How did you feel after returning home from World War II?

After the war ended, Younkins said his sister greeted him as he walked up to his family’s home. She opened the door and yelled out “Bill’s home! Bill’s home!” he recalled.

“It was the sweetest words ever spoken to a returning soldier,” he said. “To hear ‘You’re home, you’re safe’ … I was just so happy I didn’t have to come home in a box … I could come home and walk and talk with my parents again.”

What kept you going as a minister all those decades?

“A love of people,” he said. “What compels you is the ability to make changes in the lives of other people. To this day people come up and thank me for my ministry, and we’re talking about 70 years now.”

Being a minister helped dissolve his innate shyness, he said, and taught him discipline and compassion.

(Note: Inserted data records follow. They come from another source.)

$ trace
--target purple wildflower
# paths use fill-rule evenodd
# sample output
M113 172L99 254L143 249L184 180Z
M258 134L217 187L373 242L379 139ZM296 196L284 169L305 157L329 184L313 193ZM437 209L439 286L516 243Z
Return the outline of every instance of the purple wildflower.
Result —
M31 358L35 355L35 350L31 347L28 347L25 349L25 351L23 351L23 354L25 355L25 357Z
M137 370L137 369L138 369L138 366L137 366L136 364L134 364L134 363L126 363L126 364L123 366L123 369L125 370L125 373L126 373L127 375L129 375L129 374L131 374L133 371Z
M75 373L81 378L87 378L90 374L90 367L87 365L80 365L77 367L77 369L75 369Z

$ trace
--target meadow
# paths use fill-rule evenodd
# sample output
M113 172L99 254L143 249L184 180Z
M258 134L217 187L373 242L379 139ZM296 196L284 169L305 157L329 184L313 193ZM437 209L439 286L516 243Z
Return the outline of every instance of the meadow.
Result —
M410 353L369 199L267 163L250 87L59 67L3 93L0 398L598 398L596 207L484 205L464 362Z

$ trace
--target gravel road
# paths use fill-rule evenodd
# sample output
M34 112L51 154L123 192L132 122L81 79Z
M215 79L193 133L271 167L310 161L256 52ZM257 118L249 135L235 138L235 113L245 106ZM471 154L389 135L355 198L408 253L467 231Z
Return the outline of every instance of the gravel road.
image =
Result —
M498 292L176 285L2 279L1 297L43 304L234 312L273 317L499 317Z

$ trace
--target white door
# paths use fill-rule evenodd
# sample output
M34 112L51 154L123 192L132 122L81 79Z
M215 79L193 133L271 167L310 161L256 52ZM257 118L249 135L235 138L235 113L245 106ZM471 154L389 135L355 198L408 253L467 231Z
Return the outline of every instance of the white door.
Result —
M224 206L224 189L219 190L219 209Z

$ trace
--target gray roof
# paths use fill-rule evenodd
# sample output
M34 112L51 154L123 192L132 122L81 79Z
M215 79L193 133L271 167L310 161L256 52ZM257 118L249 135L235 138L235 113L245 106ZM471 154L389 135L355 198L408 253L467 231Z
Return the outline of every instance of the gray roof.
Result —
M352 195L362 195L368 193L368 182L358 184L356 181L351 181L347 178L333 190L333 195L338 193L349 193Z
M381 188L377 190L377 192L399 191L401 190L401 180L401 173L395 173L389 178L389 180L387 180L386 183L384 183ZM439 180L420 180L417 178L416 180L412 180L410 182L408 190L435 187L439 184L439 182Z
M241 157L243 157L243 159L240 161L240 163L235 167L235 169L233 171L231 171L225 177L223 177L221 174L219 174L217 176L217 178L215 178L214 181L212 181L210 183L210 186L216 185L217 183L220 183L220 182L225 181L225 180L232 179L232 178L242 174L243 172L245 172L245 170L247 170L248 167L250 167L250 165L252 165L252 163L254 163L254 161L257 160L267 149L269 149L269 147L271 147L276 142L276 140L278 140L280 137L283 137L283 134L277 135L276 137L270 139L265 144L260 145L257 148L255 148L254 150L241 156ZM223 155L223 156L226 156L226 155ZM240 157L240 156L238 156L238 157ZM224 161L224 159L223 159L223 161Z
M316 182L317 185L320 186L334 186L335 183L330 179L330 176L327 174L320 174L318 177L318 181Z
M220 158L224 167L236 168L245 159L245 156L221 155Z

“I wasn’t very good at it sometimes but I kept plugging away,” Younkins said. “Some of my sermons were pretty bad stuff. But I knew I had an impact even with the bad sermons.”

What did you learn from ministering to the sick and the dying?

“There’s no greater joy I could have than to help someone enter heaven,” he said.

Younkins said he often would sing songs, such as “Amazing Grace” with those he visited.

“I found that singing is one of the most important things you can do for a person,” he said. “People love to be heard. They want to hear their own voice and hear the voice of others. It’s a sweet melody.”

What other advice would you give based on your 100 years of living?

“Not to be too smart,” he said. “To take correction, to be humble … just be a good listener.”

He said, as a minister, he discovered early on that the most important thing in life comes down to one thing: love.

“The greatest thing we can do in life is to love people,” Younkins said. “With a loving heart people will accept your faults and they will embrace your love.”